In thinking about the charges against Roy Moore, they boiled down to the fact that he spent his 20s in Vietnam, and came home and took interest in unmarried girls. Well, guess what! In my HS class it seemed as if 95% of the girls were married within a year of HS graduation. Granted that that was a few years ahead of Vietnam - but also it was Pennsylvania, not Alabama. IOW, not every woman who was unmarried at age 30 ever would marry. And altho he ended up marrying a divorcee, it would have been understandable indeed for him to not have considered divorcees his primary market going in.
That relates to womens place exactly how? Girls learned housekeeping skills by mentorship from their mothers - and realistically, a girl wouldn't have to be 20 yo to have learned as much as she was ever likely to about housekeeping skills without being in charge of them herself. And the same is not true of a man, who needs a college degree or other technical training/experience to qualify to support a family. Thus there is nothing really strange about a 30yo man taking interest in a teenaged girl. It has always been typical for grooms to be older than their brides.
Like I said, I really fail to see how she wouldn’t be applied for the medical profession during that time since... well, being a nurse IS IN the medical profession. It’s kind of the point of being a nurse, to be able to provide medical needs to someone prior to a doctor’s visit, not to mention first aid if someone is undergoing injuries or medical problems in the air.
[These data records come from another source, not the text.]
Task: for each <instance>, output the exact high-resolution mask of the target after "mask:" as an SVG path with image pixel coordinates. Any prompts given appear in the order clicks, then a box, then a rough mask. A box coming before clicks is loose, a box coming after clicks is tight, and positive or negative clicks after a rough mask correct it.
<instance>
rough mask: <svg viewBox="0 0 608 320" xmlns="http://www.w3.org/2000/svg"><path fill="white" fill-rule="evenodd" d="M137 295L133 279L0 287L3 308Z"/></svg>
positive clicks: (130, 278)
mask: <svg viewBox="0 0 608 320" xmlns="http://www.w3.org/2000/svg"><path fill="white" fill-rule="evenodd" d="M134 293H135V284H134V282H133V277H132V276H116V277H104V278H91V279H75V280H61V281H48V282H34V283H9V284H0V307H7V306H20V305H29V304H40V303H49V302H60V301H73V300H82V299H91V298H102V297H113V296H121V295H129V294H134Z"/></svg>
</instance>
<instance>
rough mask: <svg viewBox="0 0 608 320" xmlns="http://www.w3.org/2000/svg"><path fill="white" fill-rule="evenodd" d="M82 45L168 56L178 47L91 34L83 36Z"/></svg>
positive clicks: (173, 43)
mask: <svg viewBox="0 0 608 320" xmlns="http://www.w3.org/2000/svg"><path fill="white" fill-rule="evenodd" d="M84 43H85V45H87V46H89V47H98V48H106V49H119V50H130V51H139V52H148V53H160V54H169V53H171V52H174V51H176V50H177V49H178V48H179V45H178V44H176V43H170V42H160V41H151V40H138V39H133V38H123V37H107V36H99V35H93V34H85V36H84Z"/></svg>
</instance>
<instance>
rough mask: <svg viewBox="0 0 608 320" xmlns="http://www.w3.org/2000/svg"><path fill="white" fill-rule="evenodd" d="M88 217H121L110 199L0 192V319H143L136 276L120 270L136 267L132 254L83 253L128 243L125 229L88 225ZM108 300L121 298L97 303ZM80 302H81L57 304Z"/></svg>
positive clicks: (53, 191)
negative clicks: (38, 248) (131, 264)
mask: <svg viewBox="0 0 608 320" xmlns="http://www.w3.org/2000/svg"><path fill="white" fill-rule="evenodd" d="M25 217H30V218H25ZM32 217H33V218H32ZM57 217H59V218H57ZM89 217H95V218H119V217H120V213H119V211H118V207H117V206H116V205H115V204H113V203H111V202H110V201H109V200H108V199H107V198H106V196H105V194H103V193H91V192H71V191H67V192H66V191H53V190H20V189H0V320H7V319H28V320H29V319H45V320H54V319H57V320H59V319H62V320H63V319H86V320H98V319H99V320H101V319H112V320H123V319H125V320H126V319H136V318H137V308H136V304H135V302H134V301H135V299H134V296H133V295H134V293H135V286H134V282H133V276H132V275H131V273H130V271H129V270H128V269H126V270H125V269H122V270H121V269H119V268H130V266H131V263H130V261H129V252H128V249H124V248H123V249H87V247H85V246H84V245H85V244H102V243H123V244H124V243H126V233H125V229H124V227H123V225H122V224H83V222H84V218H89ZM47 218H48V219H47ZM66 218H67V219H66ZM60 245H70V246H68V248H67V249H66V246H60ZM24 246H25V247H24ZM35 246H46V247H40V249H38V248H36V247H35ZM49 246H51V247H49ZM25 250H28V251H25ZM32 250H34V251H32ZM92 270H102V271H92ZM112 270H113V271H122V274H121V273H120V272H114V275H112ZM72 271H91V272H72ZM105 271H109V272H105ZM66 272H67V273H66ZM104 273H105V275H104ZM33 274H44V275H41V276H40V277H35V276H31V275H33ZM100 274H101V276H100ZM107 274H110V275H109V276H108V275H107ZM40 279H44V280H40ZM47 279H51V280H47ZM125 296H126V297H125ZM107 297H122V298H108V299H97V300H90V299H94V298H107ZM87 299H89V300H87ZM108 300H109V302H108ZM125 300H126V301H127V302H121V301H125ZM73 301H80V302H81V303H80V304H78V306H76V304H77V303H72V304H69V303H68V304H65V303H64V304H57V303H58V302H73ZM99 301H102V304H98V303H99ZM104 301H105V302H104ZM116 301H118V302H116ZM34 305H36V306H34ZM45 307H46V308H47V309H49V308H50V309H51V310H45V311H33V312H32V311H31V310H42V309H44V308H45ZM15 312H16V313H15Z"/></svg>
Not to mention first aid and medical training is actually required during the fifties to become an air stewardess anyways (at least until the late 1950s when they dropped that bit).
And I don’t deny that women probably had few opportunities in professions (many of them weren’t even interested in those kinds of professions anyhow barring the ones listed, or even if they were, they also had some sense of family unity and respect towards their husbands especially if they came from a culture that looked down upon men who couldn’t provide for their families), or that women weren’t allowed to vote until the 1920s. I’m just saying that it makes zero sense to claim they were specifically barred from entering the medical and science professions during the 1950s, since you kind of need some knowledge in medical stuff and science to even BE a nurse (now, pre-Civil War, I can understand since nursing as a profession didn’t even exist yet as you said). Besides, it’s not necessarily rare for women to be in the work force by that time. My paternal grandmother briefly worked at IBM regarding cataloguing while my grandpa was fighting on the German Front during WWII, and she did a good enough job that they even considered giving her a permanent job at it. She refused, due to respect for her husband (my grandpa was of norwegian descent, and it would have resulted in him being looked down upon if he was not the breadwinner).